IPO
あいぴーおー
ひとことで言うと
未上場企業が証券取引所に株式を新規公開し一般投資家へ株式を公開すること。
解説
Initial Public Offeringの略で、未上場企業が証券取引所に株式を新規に上場し、一般投資家に株式を公開することをいう。企業は資金調達力の向上や知名度の向上を図ることができるが、情報開示義務や上場維持コストなどの負担も生じる。
くわしく解説
IPO(新規株式公開)とは、未上場企業が証券取引所に株式を新規上場し、広く一般投資家に株式を公開することをいう。企業にとっては、①株式市場からの資金調達力の向上、②知名度・信用力の向上、③既存株主(創業者・VC等)の投資回収(イグジット)機会の確保などのメリットがある。
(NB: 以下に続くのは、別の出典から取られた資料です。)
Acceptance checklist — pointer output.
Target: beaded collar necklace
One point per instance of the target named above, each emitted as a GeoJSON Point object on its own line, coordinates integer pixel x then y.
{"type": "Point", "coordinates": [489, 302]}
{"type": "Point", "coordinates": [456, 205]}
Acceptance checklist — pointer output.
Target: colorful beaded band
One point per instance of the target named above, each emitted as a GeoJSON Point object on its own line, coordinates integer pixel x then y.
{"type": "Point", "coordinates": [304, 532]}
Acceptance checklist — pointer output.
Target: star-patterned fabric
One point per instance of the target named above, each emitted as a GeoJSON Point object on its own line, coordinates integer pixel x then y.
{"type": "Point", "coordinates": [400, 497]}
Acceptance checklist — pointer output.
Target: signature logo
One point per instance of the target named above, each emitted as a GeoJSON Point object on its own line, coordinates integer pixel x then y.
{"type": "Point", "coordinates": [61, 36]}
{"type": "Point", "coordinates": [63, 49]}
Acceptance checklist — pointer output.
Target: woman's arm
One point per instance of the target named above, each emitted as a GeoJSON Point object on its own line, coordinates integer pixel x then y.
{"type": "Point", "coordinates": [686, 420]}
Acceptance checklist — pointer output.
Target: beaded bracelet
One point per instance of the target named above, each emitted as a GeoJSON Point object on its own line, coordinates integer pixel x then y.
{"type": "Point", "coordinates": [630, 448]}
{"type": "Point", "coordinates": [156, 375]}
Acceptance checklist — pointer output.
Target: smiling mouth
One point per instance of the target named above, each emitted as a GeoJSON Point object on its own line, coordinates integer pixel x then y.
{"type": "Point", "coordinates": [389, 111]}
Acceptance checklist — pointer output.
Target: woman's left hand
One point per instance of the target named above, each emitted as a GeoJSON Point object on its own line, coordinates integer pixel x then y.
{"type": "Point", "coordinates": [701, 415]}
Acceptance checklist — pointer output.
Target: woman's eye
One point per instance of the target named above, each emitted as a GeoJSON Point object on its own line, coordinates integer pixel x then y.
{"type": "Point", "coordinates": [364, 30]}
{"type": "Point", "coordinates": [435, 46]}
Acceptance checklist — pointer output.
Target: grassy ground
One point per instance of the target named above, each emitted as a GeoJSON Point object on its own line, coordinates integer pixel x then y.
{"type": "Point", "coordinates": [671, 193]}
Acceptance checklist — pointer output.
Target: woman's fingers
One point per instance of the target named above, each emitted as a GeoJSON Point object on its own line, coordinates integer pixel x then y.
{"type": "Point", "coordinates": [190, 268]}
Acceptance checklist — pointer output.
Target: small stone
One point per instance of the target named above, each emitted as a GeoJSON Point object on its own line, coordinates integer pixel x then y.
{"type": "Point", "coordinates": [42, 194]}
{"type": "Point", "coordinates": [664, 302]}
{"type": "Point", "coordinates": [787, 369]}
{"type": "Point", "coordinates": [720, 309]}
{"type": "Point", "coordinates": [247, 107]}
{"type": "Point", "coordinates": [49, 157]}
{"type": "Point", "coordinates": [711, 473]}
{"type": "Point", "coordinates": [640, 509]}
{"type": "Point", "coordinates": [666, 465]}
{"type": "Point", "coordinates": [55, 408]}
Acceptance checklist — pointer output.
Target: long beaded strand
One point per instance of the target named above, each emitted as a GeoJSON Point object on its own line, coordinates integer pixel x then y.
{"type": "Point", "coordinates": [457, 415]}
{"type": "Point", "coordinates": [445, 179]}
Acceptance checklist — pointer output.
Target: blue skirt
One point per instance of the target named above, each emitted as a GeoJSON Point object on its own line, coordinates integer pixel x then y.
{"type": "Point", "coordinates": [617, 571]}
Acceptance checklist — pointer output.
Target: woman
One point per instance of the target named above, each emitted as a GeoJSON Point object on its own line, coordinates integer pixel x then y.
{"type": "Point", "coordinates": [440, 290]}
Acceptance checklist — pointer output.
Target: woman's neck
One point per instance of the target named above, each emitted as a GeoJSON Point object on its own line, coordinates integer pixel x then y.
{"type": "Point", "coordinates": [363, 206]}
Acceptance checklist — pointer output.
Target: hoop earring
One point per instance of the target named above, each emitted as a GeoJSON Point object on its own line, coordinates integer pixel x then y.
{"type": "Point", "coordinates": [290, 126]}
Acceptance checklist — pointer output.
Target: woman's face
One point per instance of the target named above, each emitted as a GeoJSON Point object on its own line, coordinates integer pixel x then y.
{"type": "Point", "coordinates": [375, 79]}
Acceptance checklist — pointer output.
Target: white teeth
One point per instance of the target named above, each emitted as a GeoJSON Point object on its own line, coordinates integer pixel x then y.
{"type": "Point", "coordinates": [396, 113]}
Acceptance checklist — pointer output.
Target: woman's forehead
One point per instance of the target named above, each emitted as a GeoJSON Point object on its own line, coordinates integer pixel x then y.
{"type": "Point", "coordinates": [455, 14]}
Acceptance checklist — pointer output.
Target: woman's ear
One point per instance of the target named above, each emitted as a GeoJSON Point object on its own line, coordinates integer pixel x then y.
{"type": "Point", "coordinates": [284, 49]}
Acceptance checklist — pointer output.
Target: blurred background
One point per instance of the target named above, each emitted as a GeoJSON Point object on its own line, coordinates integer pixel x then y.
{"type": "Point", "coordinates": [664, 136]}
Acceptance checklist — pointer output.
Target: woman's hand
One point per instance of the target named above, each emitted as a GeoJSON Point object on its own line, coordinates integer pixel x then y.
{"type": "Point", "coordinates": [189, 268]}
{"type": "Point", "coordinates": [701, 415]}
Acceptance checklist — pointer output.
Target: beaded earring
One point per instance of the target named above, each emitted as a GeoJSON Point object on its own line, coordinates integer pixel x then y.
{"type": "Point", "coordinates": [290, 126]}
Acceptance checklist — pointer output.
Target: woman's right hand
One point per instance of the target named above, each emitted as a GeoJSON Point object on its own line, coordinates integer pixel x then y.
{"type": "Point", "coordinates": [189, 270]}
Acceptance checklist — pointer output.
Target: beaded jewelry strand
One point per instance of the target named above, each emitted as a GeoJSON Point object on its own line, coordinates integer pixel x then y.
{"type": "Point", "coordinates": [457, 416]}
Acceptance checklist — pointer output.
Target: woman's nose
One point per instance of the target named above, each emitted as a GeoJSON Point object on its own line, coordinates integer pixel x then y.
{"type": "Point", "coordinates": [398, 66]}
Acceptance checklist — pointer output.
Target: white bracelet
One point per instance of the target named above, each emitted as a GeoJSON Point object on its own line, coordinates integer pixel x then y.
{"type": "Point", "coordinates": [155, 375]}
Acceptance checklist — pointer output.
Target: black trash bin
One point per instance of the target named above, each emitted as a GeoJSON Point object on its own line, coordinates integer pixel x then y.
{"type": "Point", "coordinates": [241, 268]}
一方、デメリットとして、①継続的な情報開示義務(有価証券報告書等)の発生、②上場維持コストの負担、③株主構成の分散による経営の機動性低下、④敵対的買収リスクの増大などが挙げられる。上場審査では、業績の安定性・内部管理体制・コーポレートガバナンス等が厳格に審査される。新興企業にとって重要な資金調達・成長戦略の選択肢である。
具体例で考えよう
創業10年のスタートアップ企業が事業拡大のために東京証券取引所グロース市場へ上場し、公募増資によって10億円を調達するとともに創業者の持株価値が顕在化するケースがIPOの典型例。
試験対策ポイント
IPOのメリット(資金調達・知名度向上・イグジット)とデメリット(情報開示義務・買収リスク)の両面が問われる。MBO・M&Aとの比較問題も出題される。有価証券報告書の提出義務も確認すること。